In this example, we use the binary data from Schizophrenia data from
NIMH study, i.e. schizob
, which is included in the package. As
described in Wang and Liu (2022),
the original response variable was in numerical scale. The binary
response was created using a cut-point of 3.5. The data is in a wide
format. Please note that all binary variables which is set to be imputed
should be converted into factor
variables.
data(schizob)
head(schizob) %>% kbl(align = "c") %>%
kable_classic_2(full_width = F, html_font = "Cambria") %>%
column_spec(1, width = "2cm") %>%
add_header_above(c(" " = 1, "Responses at the baseline, week 1, week 3, and week 6" = 4))
Responses at the baseline, week 1, week 3, and week 6 | ||||
---|---|---|---|---|
tx | y0 | y1 | y3 | y6 |
1 | 1 | 0 | 0 | 1 |
1 | 1 | 0 | 0 | 0 |
1 | 1 | 0 | 0 | NA |
1 | 0 | 0 | 0 | 0 |
0 | 1 | 1 | 1 | 1 |
1 | 1 | 1 | 1 | 1 |
Missing pattern is displayed in the following plot:
To impute missing values with logit model, we can set up family
argument, say, family = binomial(link = "logit")
:
test = remiod(formula = y6 ~ tx + y0 + y1 + y3, data=schizob, family = binomial(link = "logit"),
trtvar = 'tx', algorithm = "jags", method = "MAR",
n.iter = 0, warn = FALSE, mess = FALSE)
print(test$mc.mar$models)
> y6 y3 y1 y0
"glm_binomial_logit" "glm_binomial_logit" "glm_binomial_logit" "glm_binomial_logit"

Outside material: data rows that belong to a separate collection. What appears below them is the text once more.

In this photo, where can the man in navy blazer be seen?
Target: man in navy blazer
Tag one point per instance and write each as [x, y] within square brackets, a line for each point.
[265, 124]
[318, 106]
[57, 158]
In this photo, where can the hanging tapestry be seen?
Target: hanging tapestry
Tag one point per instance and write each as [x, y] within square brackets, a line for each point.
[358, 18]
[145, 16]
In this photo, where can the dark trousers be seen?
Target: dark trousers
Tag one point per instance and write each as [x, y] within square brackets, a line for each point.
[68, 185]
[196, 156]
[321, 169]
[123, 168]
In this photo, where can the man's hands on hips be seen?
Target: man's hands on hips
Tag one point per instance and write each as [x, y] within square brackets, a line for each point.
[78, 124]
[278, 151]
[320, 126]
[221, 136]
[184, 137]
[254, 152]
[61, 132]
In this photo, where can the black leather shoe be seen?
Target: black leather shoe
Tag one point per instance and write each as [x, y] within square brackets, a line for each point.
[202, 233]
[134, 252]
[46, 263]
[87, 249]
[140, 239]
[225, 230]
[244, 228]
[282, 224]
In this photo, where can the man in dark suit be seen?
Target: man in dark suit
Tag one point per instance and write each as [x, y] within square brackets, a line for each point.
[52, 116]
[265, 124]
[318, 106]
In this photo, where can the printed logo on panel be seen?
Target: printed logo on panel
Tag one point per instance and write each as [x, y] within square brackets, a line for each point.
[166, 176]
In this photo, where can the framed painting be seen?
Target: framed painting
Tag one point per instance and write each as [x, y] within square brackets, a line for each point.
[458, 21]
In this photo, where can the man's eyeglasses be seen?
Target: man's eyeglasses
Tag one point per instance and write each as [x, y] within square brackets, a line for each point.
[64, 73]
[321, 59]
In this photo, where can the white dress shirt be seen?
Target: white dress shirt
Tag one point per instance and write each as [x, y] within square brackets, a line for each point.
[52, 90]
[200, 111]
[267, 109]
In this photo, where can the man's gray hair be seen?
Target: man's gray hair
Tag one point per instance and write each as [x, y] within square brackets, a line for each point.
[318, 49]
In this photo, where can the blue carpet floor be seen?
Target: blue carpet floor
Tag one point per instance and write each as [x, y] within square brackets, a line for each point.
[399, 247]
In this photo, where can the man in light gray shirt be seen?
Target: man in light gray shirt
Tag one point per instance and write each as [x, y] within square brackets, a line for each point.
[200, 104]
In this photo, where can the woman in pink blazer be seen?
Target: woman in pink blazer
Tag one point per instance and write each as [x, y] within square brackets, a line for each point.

However, if probit models are the choice, argument models
must be set
to accompany with family
argument, like the following:
test.probit = remiod(formula = y6 ~ tx + y0 + y1 + y3, data=schizob, family = binomial(link = "probit"),
models = c(y0="glm_binomial_probit",y1="glm_binomial_probit",y3="glm_binomial_probit"),
trtvar = 'tx', algorithm = "jags", method = "MAR",
n.iter = 0, warn = FALSE, mess = FALSE)
print(test.probit$mc.mar$models)
> y6 y3 y1 y0
"glm_binomial_probit" "glm_binomial_probit" "glm_binomial_probit" "glm_binomial_probit"
Let’s run the Probit model with an adaptation of 10000 and 2000
iterations for 4 chains. Chains run in parallel, which is set through
doFuture
package:
registerDoFuture()
plan(multisession(workers = 4))
bp.test = remiod(formula=y6 ~ tx + y0 + y1 + y3, data=schizob, family = binomial(link="probit"),
models = c(y0="glm_binomial_probit",y1="glm_binomial_probit",y3="glm_binomial_probit"),
n.iter = 2000, n.chains = 4, n.adapt = 10000, thin=1, mess=TRUE, warn=FALSE,
algorithm = "jags", trtvar = 'tx', method="MAR")
plan(sequential)
The following plot show the estimated intervals as shaded areas under
the posterior density curves for the parameters of treatment variable
tx
in imputation models:
The specified set of parameters can be submitted through argument
subset
with keyword selected_parms
(alternatively, keyword
selected_vars
, which will be available in the new release, can also be
used):
pms = c("beta[2]","alpha[2]","alpha[6]","alpha[9]")
mcsub = remiod:::get_subset(object = bp.test$mc.mar, subset=c(selected_parms = list(pms)))
color_scheme_set("purple")
mcmc_areas(
mcsub,
pars = pms,
prob = 0.95, # 95% intervals
prob_outer = 0.99, # 99%
point_est = "mean"
)
Wang and Liu. 2022. “Remiod: Reference-Based Controlled Multiple Imputation of Longitudinal Binary and Ordinal Outcomes with Non-Ignorable Missingness.” arXiv 2203.02771.